Originally Posted by
schwackmaster
It is rather laughable actually. They broke the game and lack the expertise to fix it. I would explain why it is obviously a server problem and has nothing whatsoever to do with the amount of network traffic, but that would be like teaching pigs to sing, and while I sometimes like to irritate the pigs, I have no call to waste my time.
We'll just point out the obvious: lag affects all accounts equally, and does not cause the game to malfunction. It may slow it down a bit, but the server still handles all traffic correctly when it gets around to it.
This problem is nothing like that. The server processes the instruction correctly but then fails to either dispatch the event or respond to it when the time comes. This is Flash, it is event driven. A player sends a request to the server to initiate an action. The server processes the action and determines an end time, which it returns to the player. So far so good. The server then needs to add the event to the event queue to maintain temporal continuity in the game. Timing is a critical aspect of the game. It does this by registering an event to occur at a specific time and assigning an event listener to respond when the time comes and the event fires.
The server responds correctly when the command is sent, then either fails to create the future event, fails to assign a listener to handle it or fails to handle it when it fires. The Flash engine is not broken, so we can assume that if the event is created it will fire correctly.

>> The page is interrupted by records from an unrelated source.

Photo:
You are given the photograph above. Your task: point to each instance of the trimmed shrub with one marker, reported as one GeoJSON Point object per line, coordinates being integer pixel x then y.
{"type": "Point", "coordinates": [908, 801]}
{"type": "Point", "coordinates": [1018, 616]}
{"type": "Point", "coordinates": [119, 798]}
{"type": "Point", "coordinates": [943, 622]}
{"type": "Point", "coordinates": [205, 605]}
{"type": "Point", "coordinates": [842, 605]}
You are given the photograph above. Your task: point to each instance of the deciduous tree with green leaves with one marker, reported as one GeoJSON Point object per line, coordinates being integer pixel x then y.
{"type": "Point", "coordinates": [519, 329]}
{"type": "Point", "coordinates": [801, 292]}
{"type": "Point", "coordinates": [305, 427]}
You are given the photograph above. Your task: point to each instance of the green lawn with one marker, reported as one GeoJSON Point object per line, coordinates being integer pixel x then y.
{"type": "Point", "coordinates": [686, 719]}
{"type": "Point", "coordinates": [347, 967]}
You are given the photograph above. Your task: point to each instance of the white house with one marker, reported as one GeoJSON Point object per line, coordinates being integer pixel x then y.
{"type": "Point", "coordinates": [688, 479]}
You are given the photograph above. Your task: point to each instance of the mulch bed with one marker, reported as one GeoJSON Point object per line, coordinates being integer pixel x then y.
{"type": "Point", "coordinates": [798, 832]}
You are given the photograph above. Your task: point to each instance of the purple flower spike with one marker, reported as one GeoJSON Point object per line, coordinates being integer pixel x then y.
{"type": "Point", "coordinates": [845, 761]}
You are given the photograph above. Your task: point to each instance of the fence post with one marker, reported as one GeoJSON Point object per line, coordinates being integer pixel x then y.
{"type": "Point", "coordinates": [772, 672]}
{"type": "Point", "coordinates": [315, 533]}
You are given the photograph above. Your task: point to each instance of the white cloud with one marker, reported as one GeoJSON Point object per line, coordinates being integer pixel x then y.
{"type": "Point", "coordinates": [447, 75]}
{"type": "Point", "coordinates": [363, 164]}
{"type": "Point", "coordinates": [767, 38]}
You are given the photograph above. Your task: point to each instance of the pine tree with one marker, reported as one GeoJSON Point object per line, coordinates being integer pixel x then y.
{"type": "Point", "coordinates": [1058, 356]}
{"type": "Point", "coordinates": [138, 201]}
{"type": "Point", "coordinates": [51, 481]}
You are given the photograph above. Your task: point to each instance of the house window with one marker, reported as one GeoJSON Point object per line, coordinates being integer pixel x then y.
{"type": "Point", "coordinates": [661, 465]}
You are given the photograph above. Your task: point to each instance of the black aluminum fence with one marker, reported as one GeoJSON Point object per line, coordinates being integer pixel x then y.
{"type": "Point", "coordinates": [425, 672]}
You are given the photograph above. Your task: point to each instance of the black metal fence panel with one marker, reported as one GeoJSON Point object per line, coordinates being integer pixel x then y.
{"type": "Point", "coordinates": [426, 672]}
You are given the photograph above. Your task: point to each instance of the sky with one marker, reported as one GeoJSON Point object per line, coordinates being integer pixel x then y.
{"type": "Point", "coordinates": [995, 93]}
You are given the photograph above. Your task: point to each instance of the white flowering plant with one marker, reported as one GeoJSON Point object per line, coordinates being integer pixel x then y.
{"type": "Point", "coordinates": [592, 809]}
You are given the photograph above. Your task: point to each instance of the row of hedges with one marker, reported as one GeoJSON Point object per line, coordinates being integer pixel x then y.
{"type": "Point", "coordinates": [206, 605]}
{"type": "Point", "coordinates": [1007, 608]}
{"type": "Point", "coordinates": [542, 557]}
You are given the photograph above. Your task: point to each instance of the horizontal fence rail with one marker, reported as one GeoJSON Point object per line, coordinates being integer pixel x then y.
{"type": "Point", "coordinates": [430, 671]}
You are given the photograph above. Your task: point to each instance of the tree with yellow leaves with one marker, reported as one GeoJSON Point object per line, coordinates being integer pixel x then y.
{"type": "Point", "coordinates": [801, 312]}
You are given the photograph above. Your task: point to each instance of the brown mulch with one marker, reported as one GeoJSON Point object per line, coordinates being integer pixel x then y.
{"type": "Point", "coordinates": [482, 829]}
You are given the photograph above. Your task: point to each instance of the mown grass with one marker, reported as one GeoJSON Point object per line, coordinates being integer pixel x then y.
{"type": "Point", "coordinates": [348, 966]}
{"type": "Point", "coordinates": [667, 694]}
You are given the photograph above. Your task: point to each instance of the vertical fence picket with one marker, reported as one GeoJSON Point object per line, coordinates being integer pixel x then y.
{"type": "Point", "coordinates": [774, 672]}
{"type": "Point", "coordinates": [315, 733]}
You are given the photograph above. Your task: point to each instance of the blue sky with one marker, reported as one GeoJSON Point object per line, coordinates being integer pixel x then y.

The most common cause for something like this is usually a typo in the event listener. The server no doubt sets a listener, but the listener does not hear the event, or if it does, it fails to handle it correctly. It is a fairly simple task to trace the event through its course and see where it deviates. If it were client-side, I would do it myself.
S.O.P. would be to pull the broken update and restore the known working revision while the engineers worked out the bug. That assumes an intelligent and somewhat concerned management team, which apparently counts this one out in both regards.
If you really care that little, why not just shut the game down? At least then no one will know you killed the golden goose. They will chalk it up to a good business decision rather than laugh at the stupidity of the truth.